Creatively sharing product images is a great way to start to connect with your niche audience, but it shouldn’t be the end. Images are a great way to get people to stop scrolling through their feeds and look at what you have to offer, but sharing your story is a great way to keep your niche audience engaged. Maybe your business isn’t closely related to the handmade coffee mug shop in our example, you don’t have an artist creating new designs and you aren’t making items by hand to sell locally. You still have a story. Consider what your business means to you, your employees, and your community. Is your business family owned? What do you hope every customer feels when they buy from you? Is there anything you can teach your customers or your community that would also benefit non-local online shoppers? Answering simple questions like these can help you focus on the story you want to tell, so when your audience clicks on a shared image out of interest, they get a story that they connect with and THAT makes them want to come back.
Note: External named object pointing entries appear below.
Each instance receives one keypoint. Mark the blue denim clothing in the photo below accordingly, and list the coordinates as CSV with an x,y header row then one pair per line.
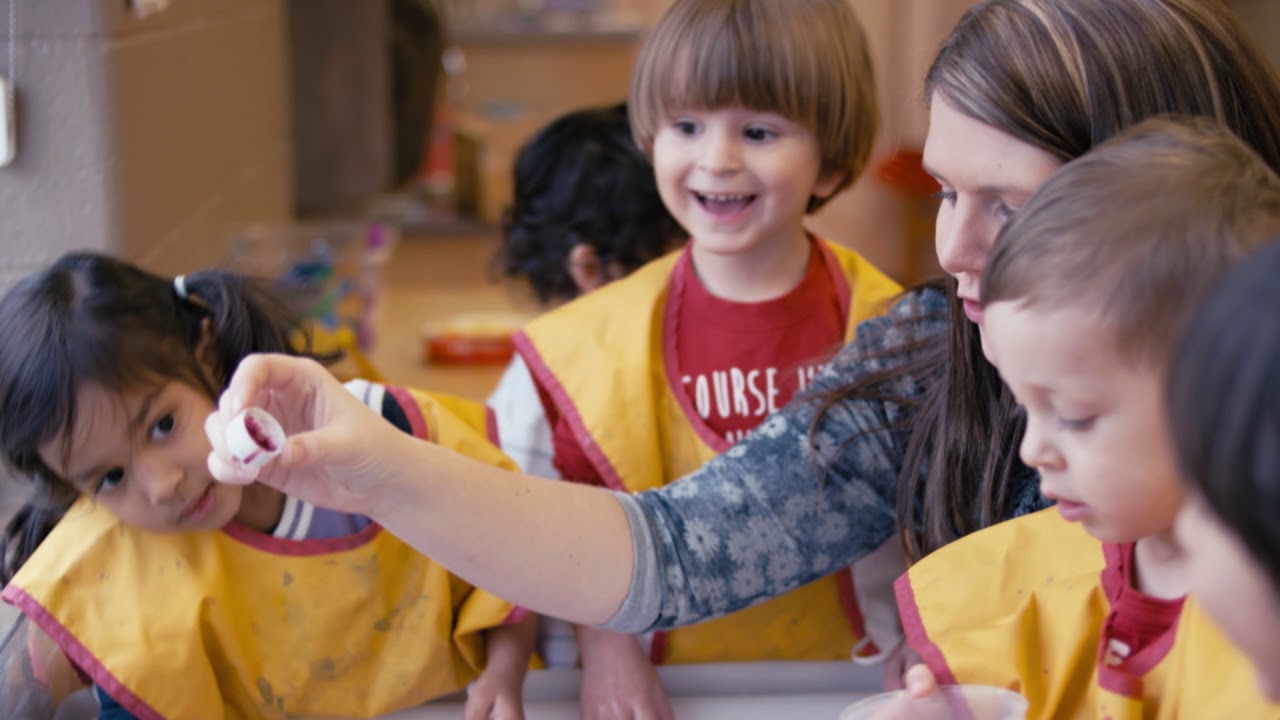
x,y
763,518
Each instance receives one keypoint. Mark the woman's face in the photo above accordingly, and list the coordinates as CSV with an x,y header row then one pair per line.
x,y
986,177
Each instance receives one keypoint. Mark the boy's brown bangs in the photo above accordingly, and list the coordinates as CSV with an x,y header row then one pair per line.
x,y
717,67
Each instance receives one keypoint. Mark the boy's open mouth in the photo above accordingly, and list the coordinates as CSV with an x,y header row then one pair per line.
x,y
723,204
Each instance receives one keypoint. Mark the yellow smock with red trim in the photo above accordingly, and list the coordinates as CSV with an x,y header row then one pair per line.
x,y
1022,605
238,624
608,379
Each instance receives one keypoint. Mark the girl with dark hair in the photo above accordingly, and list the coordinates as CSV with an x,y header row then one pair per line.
x,y
908,433
585,208
1224,413
179,596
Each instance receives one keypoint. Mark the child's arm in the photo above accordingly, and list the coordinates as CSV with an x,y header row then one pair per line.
x,y
35,675
617,678
497,693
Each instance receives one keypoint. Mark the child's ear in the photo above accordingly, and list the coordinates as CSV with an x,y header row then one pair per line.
x,y
826,186
584,268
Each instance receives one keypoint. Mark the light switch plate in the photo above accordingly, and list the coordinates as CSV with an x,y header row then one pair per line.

When sharing your story across platforms, tailor each message to the platform you are using. Branding items, like your logo and brand colors, should stay the same so that potential customers are able to recognize your business. For instance, when sharing on Facebook, you may find that your posts are more playful if that is how your audience there engages with you, but you will find it necessary to present yourself seriously and professionally on a platform like LinkedIn. Your logos and branding may be the same, but because your audience is different on these platforms, the way you present yourself must be different as well.
It’s important to note that your audience will always be looking for something new, but that doesn’t mean they want to be sold to. One thing to consider is the type of information you are sharing. Have you simply been sharing photos of your products for six months? While this is probably interesting to your audience, there will come a time when those posts will be monotonous and your audience will scroll past them as though they aren’t there. So, change it up! You may find that your audience’s interest in the people who work for you is just as high as their interest in your products. Has your company held team building events or been involved in the community? Record the moment and share the story with your audience. Don’t forget that the way you share is as important as what you share. Videos are popular on several platforms and a well-crafted video is a great way to keep your audience looking in your direction.
Once you begin targeting and engaging with your niche audience you’ll be able to gain insights into what your audience likes as well as interests and audience groups that you hadn’t considered before. Always use this information to adjust your audience, because while it is important that your niche audience is engaging with you it doesn’t mean much if they aren’t buying your products. When running ads and planning social media posts always consider what has worked for you in the past. Have customers been following your links on social to get to your site? Do the same people who engage with you on social only buy after seeing your ads on Google? Use any data you’ve gathered to find trends and follow them. Your niche audience won’t always be in the same place at the same time, but finding and connecting with them doesn’t have to be a mystery.